Words of Calvin Coolidge still inspire

This is a campaign year, and the windbags sure are busy and full of themselves. Some of them are out there on the campaign trail, some of them here on the editorial pages. They love compound sentences, and they profess to have complex thoughts. But in politics, as in life, it’s often the simple sentence that matters, and the simple thought that endures.

Twice in the last month I’ve professed a weakness for an American politician who has fallen from favor and, finally, from memory. He’s Calvin Coolidge, remembered, terribly unfairly, as a simpleton but in truth the master of the simple truth. There is a very important difference.

In any case, my casual asides about Silent Cal prompted a friend to send me a little book from 1919, a collection of the speeches Coolidge made in his Massachusetts gubernatorial re-election campaign. It is a first edition, necessarily; there almost certainly was no cause for a second edition of a volume like this. Only a collector would have it, or want it.

But at an idle moment (and even editors have them from time to time), I thumbed through this little book and discovered some extraordinary treasures. You find them sometimes in the most unlikely places. But they are a reminder that, as Grace Coolidge, his wife, recalled many years later in a volume called “Meet Calvin Coolidge,” the 30th president had a mind like “a well-ordered household.”

But it was more than his mind that was ordered. It was his heart as well.

“Among Calvin Coolidge’s fine qualities, two stand out above all others — common sense and sound character,” Claude M. Fuess, an Amherst historian, wrote in his much-neglected but, to me, much-loved biography of the 30th president.

And so I was transfixed by remarks in my little book that were delivered by Coolidge on Nov. 1, 1919, only four days before the election. Read them and tell me if they do not speak to our lives as much as some of the more familiar comments of more florid figures from today’s newspaper, or from history:

The conduct of public affairs is not a game. Responsible office does not go to the crafty. Governments are not founded upon an association for public plunder but on the cooperation of men wherein each is seeking to do his duty.

This speech was delivered nearly a year to the day after the end of World War I, which was called the Great War at the time, and for a reason.

Coolidge’s legacy as a foreign-policy-maker is spare, consisting almost entirely of the Kellogg-Briand Treaty of 1928 — forgettable except for the deeply idealistic impulse that lay beneath it, the effort to outlaw war.

Here, nine years earlier, is Coolidge on democracy. President Bush or Sen. John F. Kerry would do well to deliver remarks like these:

There are among us a great mass of people who have been reared for generations under a government of tyranny and oppression. It is ingrained in their blood that there is no other form of government. They are disposed and inclined to think our institutions partake of the same nature as these they have left behind. We know they are wrong. They must be shown they are wrong.

Now pause and read these next four sentences aloud. They are as powerful as any four sentences that have been uttered so far in the year 2004:

There is a just government. There are righteous laws. We know the formula by which they are produced. The principle is best stated in the immortal Declaration of Independence to be “the consent of the governed.”

And if the president’s speechwriters, or Kerry’s, are looking for a presidential quotation about the value of the political arts — no easy task, mind you — these two sentences would do fine:

Good government cannot be bought, it has to be given. Office has great opportunities for doing wrong, but equal chance for doing right.

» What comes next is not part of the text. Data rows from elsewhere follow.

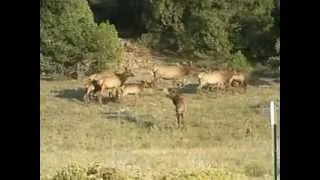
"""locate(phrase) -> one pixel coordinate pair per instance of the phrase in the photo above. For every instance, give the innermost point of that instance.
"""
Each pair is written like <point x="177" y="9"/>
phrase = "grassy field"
<point x="230" y="131"/>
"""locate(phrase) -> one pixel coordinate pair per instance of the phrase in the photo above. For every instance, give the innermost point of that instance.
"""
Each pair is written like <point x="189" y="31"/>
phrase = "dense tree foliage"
<point x="71" y="42"/>
<point x="225" y="31"/>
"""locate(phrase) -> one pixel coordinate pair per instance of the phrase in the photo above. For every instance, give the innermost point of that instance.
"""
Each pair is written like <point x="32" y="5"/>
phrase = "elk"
<point x="135" y="88"/>
<point x="113" y="82"/>
<point x="91" y="88"/>
<point x="215" y="77"/>
<point x="178" y="72"/>
<point x="240" y="77"/>
<point x="91" y="83"/>
<point x="179" y="103"/>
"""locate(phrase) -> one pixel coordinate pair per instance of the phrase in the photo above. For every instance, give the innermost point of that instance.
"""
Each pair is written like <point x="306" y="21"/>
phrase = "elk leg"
<point x="100" y="98"/>
<point x="182" y="119"/>
<point x="178" y="119"/>
<point x="200" y="86"/>
<point x="245" y="86"/>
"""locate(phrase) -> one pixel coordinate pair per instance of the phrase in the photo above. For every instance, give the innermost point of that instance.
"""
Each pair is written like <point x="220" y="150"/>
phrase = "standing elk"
<point x="113" y="83"/>
<point x="239" y="77"/>
<point x="105" y="81"/>
<point x="135" y="88"/>
<point x="220" y="78"/>
<point x="179" y="103"/>
<point x="176" y="73"/>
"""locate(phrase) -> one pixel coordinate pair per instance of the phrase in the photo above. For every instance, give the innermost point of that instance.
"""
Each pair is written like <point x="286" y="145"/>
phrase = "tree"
<point x="69" y="38"/>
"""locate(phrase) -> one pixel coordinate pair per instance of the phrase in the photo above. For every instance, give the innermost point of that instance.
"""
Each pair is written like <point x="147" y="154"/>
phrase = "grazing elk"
<point x="179" y="103"/>
<point x="135" y="88"/>
<point x="113" y="83"/>
<point x="220" y="78"/>
<point x="91" y="87"/>
<point x="176" y="73"/>
<point x="239" y="77"/>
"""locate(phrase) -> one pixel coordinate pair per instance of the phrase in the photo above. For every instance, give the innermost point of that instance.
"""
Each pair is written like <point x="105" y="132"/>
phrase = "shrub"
<point x="70" y="41"/>
<point x="93" y="172"/>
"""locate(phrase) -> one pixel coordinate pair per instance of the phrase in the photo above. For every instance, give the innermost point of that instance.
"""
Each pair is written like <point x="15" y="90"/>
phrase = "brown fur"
<point x="113" y="83"/>
<point x="179" y="102"/>
<point x="178" y="72"/>
<point x="135" y="88"/>
<point x="239" y="76"/>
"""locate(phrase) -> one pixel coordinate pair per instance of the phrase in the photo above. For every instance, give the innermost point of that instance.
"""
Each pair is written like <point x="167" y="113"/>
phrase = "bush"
<point x="107" y="46"/>
<point x="93" y="172"/>
<point x="205" y="174"/>
<point x="255" y="169"/>
<point x="70" y="41"/>
<point x="239" y="61"/>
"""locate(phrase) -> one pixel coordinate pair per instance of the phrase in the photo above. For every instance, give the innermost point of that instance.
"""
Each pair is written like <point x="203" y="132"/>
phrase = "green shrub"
<point x="108" y="47"/>
<point x="204" y="174"/>
<point x="70" y="41"/>
<point x="255" y="169"/>
<point x="93" y="172"/>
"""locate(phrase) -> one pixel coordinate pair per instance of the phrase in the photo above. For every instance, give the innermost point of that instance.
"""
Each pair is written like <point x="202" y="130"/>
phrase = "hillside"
<point x="229" y="131"/>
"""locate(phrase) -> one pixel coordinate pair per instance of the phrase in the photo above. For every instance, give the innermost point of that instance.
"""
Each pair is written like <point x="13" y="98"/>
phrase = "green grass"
<point x="143" y="136"/>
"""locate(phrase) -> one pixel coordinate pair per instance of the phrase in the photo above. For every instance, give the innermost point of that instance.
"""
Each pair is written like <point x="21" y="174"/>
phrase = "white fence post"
<point x="274" y="137"/>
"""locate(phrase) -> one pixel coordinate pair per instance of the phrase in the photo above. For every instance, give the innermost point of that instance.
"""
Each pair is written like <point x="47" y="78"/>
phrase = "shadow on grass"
<point x="70" y="94"/>
<point x="259" y="82"/>
<point x="189" y="89"/>
<point x="144" y="121"/>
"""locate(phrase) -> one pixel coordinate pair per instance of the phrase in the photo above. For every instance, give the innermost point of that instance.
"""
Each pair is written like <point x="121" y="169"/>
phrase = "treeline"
<point x="226" y="31"/>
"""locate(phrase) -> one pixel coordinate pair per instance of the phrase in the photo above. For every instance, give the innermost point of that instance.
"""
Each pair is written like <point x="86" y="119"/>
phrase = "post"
<point x="274" y="137"/>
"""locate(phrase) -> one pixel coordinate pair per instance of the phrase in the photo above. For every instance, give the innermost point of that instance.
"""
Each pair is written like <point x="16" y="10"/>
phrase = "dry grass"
<point x="142" y="136"/>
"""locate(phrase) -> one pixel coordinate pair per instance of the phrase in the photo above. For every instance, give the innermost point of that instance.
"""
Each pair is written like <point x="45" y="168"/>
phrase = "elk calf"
<point x="215" y="77"/>
<point x="113" y="82"/>
<point x="179" y="103"/>
<point x="240" y="77"/>
<point x="172" y="72"/>
<point x="135" y="88"/>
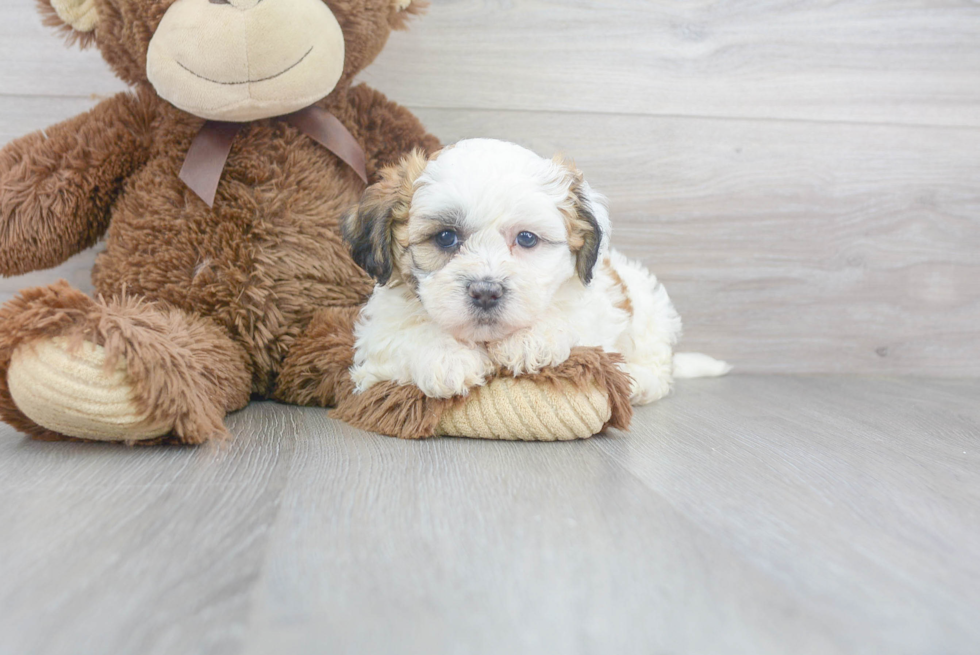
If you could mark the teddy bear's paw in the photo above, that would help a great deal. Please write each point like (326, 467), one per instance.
(71, 391)
(529, 351)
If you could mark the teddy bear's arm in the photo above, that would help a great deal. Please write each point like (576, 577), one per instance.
(57, 185)
(387, 130)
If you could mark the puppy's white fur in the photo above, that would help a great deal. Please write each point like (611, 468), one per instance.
(423, 327)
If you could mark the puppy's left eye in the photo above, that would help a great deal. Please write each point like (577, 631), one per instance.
(527, 239)
(447, 239)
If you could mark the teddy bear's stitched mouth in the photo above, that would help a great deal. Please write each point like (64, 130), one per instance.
(263, 79)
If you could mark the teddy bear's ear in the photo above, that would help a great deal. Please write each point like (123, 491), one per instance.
(76, 18)
(402, 10)
(587, 219)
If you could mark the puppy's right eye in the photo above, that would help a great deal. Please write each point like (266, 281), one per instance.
(447, 239)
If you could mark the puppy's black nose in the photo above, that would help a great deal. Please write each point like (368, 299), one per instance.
(485, 294)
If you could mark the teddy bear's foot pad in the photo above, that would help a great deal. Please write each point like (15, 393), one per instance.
(69, 390)
(518, 409)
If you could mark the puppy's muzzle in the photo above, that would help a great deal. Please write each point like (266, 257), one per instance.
(485, 294)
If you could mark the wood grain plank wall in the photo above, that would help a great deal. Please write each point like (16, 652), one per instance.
(803, 175)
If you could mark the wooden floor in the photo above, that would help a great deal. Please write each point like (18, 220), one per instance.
(742, 515)
(803, 175)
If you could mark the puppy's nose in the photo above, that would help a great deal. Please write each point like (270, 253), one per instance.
(485, 294)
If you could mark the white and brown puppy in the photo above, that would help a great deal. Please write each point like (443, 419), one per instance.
(489, 257)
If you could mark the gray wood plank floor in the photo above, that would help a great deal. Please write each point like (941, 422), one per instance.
(741, 515)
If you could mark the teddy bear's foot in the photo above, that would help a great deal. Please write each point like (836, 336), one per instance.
(123, 370)
(74, 391)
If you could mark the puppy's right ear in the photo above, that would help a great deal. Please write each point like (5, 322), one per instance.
(372, 227)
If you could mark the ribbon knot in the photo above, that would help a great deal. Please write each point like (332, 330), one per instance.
(208, 154)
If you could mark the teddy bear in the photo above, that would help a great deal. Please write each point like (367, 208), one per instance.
(197, 305)
(218, 183)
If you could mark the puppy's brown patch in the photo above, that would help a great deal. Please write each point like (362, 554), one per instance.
(584, 233)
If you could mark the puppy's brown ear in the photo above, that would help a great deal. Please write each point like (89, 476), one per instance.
(372, 227)
(587, 221)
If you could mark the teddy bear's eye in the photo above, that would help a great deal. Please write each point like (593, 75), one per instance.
(527, 239)
(447, 239)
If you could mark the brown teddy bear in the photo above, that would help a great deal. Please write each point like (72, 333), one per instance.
(220, 181)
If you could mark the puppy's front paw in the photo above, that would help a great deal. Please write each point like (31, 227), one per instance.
(451, 373)
(530, 350)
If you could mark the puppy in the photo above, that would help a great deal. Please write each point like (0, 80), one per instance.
(489, 257)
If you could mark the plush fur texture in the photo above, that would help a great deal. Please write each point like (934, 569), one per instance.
(185, 368)
(491, 259)
(316, 373)
(204, 304)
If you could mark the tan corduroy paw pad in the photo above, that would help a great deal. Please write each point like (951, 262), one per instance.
(71, 392)
(519, 409)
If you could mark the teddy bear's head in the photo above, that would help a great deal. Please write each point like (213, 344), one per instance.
(234, 60)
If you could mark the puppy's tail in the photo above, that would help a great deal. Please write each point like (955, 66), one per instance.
(696, 365)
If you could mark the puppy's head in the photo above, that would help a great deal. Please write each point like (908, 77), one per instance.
(485, 233)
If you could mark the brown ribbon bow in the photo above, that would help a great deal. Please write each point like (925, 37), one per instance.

Let me add one more thing about President Coolidge. He wrote his own material. He wrote his speeches, Mrs. Coolidge said, on “sheets of foolscap paper in pencil, going over them again and again, changing a word here, a word there, transposing and rewriting with infinite pains.” Later, in the White House, he dictated his speeches to a stenographer. (Sometimes, because the president did not speak very much, the stenographer would sit for hours, pencil in hand, pad on his lap, while Coolidge said nothing at all. Finally, at the end of the evening, he would tell the young man with the blank steno pad: “That is all. You may come back at 8 in the morning.”)

Anyone familiar with Coolidge does not doubt this for a moment. Indeed, only Coolidge — born in Vermont, sworn in as president in Vermont by his father, a justice of the peace, shortly after the death of Warren G. Harding — could have written my favorite presidential paragraph, delivered at the end of his presidency, during a visit to his home state to inspect the effort to rebuild after the flood of 1927:

Vermont is a state I love. I could not look upon the peaks of Ascutney, Killington, Mansfield and Equinox without being moved in a way that no other scene could move me. It was here that I first saw the light of day; here I received my bride, here my dead lie pillowed on the loving breast of our eternal hills.

So why this diversion into the words of a man almost forgotten today?

Because, as we approach an election between a man who, like Coolidge, is a conservative Republican and another who, like Coolidge, rose to national prominence from his adopted state of Massachusetts, we are reminded of the power of simple truths. No weasel words. No legalisms. And one more thing: No speechwriters, either.

Both men could learn a little something from Calvin Coolidge. So, even now, could we.


David Shribman is a columnist for Universal Press Syndicate.